I was wondering if anyone could tell me what is the safest amount to advance my ka24e on pump gas before damaging the engine? I went to 15 degrees tdc (it runs at 10 stock). I turned it back until I know what is safe for that engine. And what do i need to do so the computer doesn't cancel out the advance in timing? Thanks.


----------



## D21jrc9009 (Sep 29, 2008)

any ideas guys?


----------



## mknight759 (Dec 24, 2008)

why not leave at at 10 that is the factory optimal setting fow power and economy


----------



## D21jrc9009 (Sep 29, 2008)

mknight759 said:


> why not leave at at 10 that is the factory optimal setting fow power and economy


well what im looking for is power. I did notice at 15 degrees it drank more gas, but it had a noticable difference in power, very noticable in 5th. It climbed decent sized hills for once in 5th. I recently moved into the western part of va and its kinda hilly. i was also considering turboing the engine. I am going to lower it sometime next week.

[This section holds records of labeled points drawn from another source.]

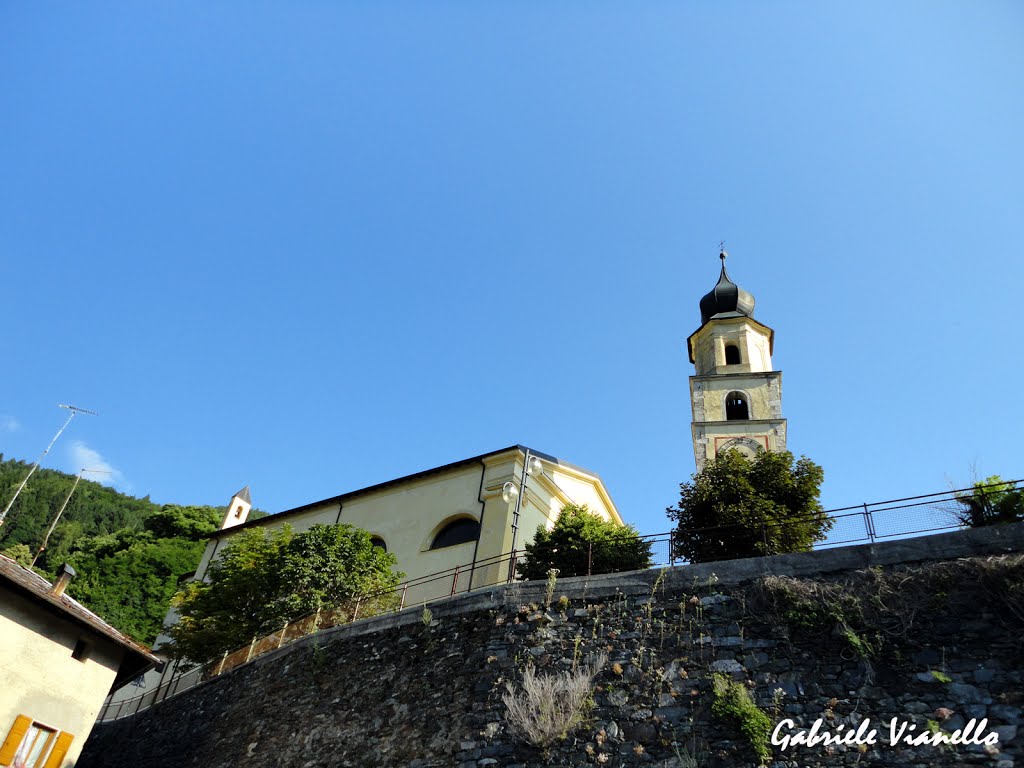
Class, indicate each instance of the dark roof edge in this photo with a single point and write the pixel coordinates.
(341, 498)
(138, 659)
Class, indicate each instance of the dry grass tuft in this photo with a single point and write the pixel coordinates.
(547, 708)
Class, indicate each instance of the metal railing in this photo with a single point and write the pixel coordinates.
(864, 523)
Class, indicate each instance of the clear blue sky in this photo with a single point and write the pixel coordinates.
(313, 246)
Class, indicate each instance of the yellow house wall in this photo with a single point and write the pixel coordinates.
(409, 515)
(39, 678)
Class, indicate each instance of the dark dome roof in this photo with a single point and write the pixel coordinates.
(726, 299)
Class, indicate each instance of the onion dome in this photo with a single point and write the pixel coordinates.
(726, 299)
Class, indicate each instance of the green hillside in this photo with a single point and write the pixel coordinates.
(129, 553)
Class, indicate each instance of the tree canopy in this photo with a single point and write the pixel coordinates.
(738, 507)
(579, 538)
(264, 579)
(990, 502)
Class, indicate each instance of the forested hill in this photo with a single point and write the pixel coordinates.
(129, 553)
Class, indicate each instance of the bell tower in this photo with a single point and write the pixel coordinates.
(735, 394)
(238, 509)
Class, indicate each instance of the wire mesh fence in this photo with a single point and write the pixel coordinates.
(866, 523)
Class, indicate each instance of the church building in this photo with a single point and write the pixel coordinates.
(735, 394)
(451, 527)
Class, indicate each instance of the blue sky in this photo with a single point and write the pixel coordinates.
(311, 247)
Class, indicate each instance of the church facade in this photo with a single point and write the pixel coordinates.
(735, 394)
(451, 527)
(465, 514)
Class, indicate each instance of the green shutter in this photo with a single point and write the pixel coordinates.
(59, 750)
(13, 740)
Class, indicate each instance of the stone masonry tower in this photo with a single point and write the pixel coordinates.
(736, 396)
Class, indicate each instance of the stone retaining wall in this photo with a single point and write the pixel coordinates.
(926, 631)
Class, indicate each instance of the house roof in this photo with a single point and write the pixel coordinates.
(342, 498)
(137, 658)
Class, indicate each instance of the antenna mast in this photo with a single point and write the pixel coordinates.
(75, 411)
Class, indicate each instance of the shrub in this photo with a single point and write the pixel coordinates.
(583, 543)
(733, 701)
(738, 507)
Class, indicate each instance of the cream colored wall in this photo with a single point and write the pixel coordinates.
(238, 512)
(39, 678)
(408, 516)
(753, 340)
(760, 396)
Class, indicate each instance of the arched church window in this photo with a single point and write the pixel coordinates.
(457, 531)
(736, 408)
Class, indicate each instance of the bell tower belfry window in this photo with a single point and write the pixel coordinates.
(735, 394)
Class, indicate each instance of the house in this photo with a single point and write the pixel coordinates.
(58, 662)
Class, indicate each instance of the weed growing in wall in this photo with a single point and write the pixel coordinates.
(552, 581)
(733, 702)
(548, 708)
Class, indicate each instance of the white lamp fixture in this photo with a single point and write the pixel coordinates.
(510, 492)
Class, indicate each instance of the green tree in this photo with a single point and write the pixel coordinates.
(264, 579)
(19, 553)
(738, 507)
(990, 502)
(581, 539)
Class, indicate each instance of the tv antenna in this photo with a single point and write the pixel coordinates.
(75, 411)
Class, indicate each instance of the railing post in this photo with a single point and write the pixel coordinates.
(455, 581)
(868, 523)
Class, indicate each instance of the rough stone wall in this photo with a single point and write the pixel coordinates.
(841, 646)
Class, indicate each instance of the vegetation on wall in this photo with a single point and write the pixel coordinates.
(129, 553)
(582, 542)
(733, 702)
(990, 502)
(266, 579)
(738, 507)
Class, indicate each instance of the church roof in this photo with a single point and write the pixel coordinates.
(342, 498)
(726, 299)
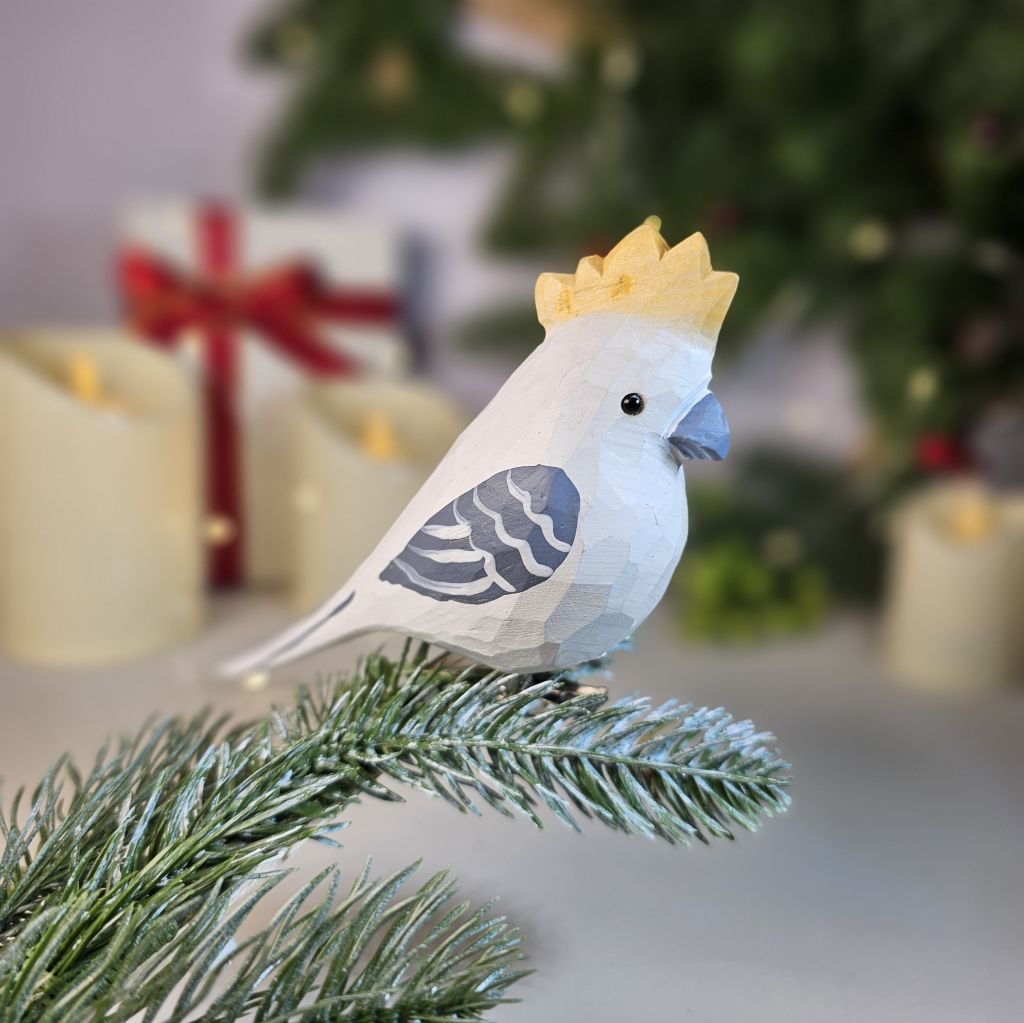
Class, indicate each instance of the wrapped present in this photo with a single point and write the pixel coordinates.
(258, 302)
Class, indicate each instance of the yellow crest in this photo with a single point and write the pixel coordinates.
(643, 276)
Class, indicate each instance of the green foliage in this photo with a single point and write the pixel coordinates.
(775, 546)
(126, 892)
(864, 157)
(730, 591)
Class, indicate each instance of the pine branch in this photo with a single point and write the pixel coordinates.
(129, 886)
(371, 957)
(672, 771)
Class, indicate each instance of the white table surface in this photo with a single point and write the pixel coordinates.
(892, 891)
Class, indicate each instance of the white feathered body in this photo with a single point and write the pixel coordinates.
(560, 409)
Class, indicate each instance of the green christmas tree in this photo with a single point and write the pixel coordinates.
(368, 75)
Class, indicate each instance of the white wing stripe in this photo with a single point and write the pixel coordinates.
(448, 555)
(460, 589)
(460, 531)
(525, 551)
(544, 521)
(489, 566)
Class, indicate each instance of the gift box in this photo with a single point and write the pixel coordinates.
(258, 302)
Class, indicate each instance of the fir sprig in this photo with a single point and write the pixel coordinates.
(672, 771)
(124, 893)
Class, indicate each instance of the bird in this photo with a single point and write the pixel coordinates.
(553, 525)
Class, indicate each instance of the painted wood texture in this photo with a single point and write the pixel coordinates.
(551, 528)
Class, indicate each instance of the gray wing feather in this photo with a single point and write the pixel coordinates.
(507, 535)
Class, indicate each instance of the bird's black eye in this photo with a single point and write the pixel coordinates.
(632, 403)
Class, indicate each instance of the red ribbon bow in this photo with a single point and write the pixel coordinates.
(283, 306)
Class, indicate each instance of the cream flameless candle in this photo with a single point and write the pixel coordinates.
(363, 449)
(100, 555)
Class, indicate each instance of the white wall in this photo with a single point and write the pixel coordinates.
(102, 99)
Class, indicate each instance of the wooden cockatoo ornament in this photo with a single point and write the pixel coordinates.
(551, 528)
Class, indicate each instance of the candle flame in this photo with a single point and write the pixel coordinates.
(973, 519)
(219, 529)
(379, 439)
(84, 379)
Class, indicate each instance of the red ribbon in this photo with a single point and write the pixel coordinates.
(283, 306)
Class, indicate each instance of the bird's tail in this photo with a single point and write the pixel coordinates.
(317, 630)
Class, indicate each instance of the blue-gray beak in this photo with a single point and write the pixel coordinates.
(702, 432)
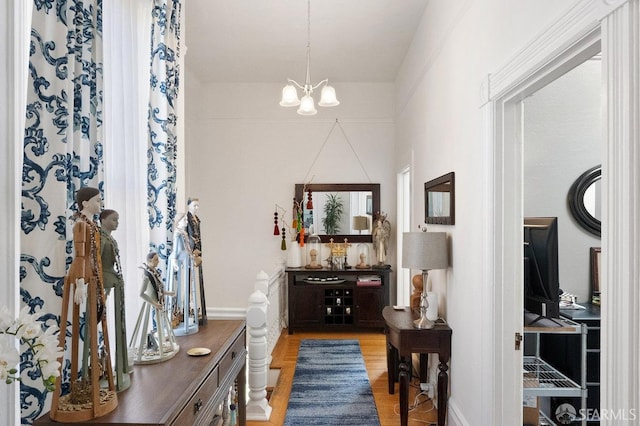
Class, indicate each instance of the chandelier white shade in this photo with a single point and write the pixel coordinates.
(307, 104)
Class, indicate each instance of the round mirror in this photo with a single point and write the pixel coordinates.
(584, 200)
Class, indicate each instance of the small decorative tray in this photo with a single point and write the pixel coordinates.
(198, 351)
(323, 280)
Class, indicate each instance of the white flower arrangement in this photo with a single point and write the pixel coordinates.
(43, 346)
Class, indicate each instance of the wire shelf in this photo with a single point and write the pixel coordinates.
(540, 378)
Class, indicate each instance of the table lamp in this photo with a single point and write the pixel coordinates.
(360, 223)
(425, 251)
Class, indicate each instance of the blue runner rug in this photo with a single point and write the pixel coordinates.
(331, 386)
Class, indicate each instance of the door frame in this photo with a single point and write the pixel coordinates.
(586, 28)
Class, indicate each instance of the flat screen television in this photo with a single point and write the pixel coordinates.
(541, 282)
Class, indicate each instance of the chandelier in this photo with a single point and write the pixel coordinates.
(307, 104)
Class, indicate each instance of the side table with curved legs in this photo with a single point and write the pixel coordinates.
(402, 341)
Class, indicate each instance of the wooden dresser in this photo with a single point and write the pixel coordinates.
(336, 300)
(185, 390)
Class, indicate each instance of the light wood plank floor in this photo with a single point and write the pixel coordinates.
(373, 346)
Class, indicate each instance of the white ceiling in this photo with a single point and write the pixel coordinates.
(264, 41)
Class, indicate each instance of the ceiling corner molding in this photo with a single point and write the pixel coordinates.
(580, 21)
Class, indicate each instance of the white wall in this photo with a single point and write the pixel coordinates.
(244, 155)
(563, 138)
(439, 129)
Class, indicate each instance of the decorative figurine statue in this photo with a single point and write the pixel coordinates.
(112, 273)
(153, 339)
(181, 282)
(381, 234)
(195, 241)
(86, 400)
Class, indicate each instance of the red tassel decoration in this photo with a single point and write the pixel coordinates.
(283, 245)
(276, 230)
(309, 201)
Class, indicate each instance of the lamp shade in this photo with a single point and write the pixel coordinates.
(424, 250)
(360, 223)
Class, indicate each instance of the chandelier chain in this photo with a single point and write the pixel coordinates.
(337, 123)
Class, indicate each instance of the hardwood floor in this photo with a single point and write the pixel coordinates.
(373, 346)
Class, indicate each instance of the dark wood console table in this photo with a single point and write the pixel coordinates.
(184, 390)
(402, 341)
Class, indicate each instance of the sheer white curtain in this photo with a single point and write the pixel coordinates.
(15, 23)
(126, 35)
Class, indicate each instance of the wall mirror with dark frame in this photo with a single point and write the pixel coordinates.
(584, 200)
(439, 200)
(346, 210)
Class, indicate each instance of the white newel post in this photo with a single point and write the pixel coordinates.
(258, 407)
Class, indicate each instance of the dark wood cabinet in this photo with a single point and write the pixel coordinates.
(334, 300)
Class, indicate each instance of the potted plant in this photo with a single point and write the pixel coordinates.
(333, 209)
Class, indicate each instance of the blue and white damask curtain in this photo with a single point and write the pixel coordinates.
(62, 152)
(161, 154)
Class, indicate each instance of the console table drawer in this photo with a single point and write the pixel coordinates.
(238, 348)
(200, 408)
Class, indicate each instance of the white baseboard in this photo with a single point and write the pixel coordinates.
(454, 415)
(226, 313)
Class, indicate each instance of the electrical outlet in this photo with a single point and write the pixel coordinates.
(429, 388)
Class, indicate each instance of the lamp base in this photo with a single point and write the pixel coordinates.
(423, 323)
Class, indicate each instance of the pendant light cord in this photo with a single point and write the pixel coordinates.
(337, 123)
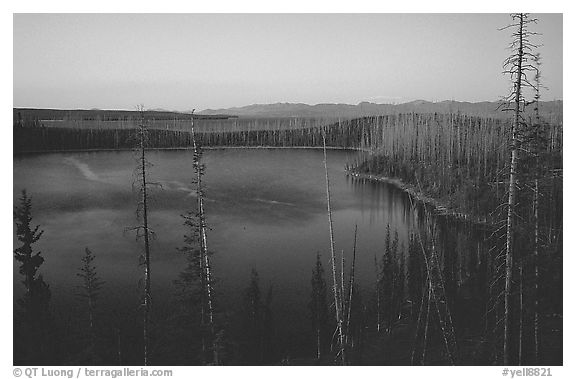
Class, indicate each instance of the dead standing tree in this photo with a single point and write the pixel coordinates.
(337, 295)
(516, 66)
(143, 230)
(205, 269)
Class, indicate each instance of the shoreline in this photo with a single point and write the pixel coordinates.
(186, 148)
(439, 208)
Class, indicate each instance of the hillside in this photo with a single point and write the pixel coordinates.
(371, 109)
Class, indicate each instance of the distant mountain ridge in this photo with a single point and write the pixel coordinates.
(327, 110)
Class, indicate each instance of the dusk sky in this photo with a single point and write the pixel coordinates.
(185, 61)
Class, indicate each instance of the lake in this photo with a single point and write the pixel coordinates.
(266, 210)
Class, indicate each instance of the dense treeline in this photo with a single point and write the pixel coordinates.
(405, 136)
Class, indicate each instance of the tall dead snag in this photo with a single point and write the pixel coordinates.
(516, 65)
(90, 289)
(538, 143)
(206, 274)
(318, 305)
(337, 301)
(143, 230)
(351, 284)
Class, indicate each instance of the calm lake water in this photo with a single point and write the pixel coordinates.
(266, 209)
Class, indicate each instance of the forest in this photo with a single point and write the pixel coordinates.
(490, 187)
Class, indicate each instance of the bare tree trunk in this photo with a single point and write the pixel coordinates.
(512, 191)
(426, 323)
(377, 295)
(536, 274)
(147, 296)
(204, 250)
(333, 256)
(351, 285)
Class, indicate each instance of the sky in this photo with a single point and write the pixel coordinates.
(185, 61)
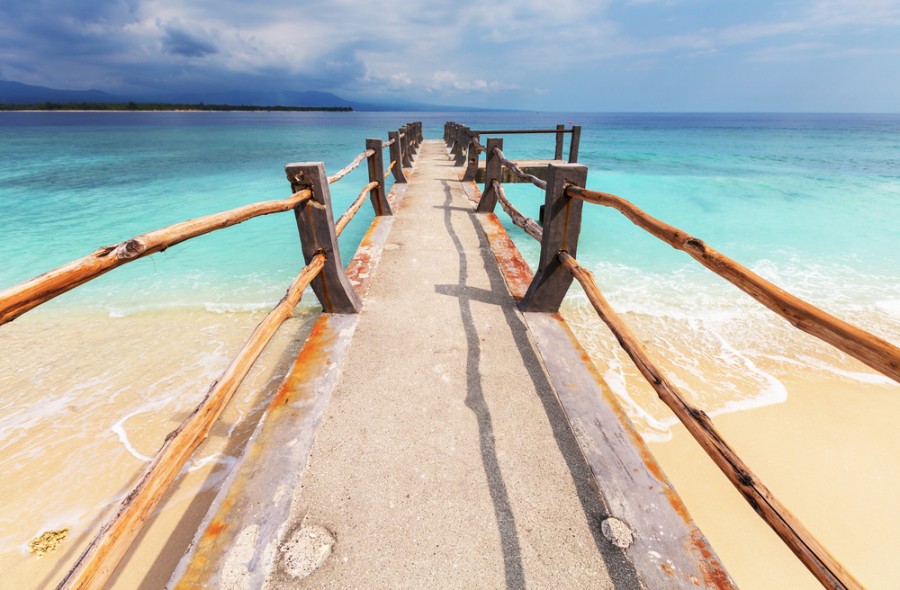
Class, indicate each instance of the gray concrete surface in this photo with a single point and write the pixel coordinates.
(443, 459)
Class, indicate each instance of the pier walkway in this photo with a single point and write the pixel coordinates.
(424, 443)
(441, 425)
(443, 458)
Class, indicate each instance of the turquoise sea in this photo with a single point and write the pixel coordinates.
(809, 201)
(790, 195)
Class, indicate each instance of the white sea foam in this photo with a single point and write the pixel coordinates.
(119, 429)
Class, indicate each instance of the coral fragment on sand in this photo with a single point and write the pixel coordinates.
(47, 542)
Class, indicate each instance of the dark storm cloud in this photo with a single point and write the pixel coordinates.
(179, 42)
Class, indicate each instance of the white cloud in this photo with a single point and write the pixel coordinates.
(444, 80)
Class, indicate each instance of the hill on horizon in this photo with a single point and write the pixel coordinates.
(12, 92)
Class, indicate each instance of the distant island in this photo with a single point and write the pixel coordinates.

The reason I turned it back is because it does have some miles on it, and i wanted to get some opinions before i damage the engine.I just did the clutch and timing chain, so now I feel as if i should tinker with it a bit. 

I have a ka24de out of a 240 sitting in my garage that I hope to put in there at some point. I already have the truck oil pan and such.


----------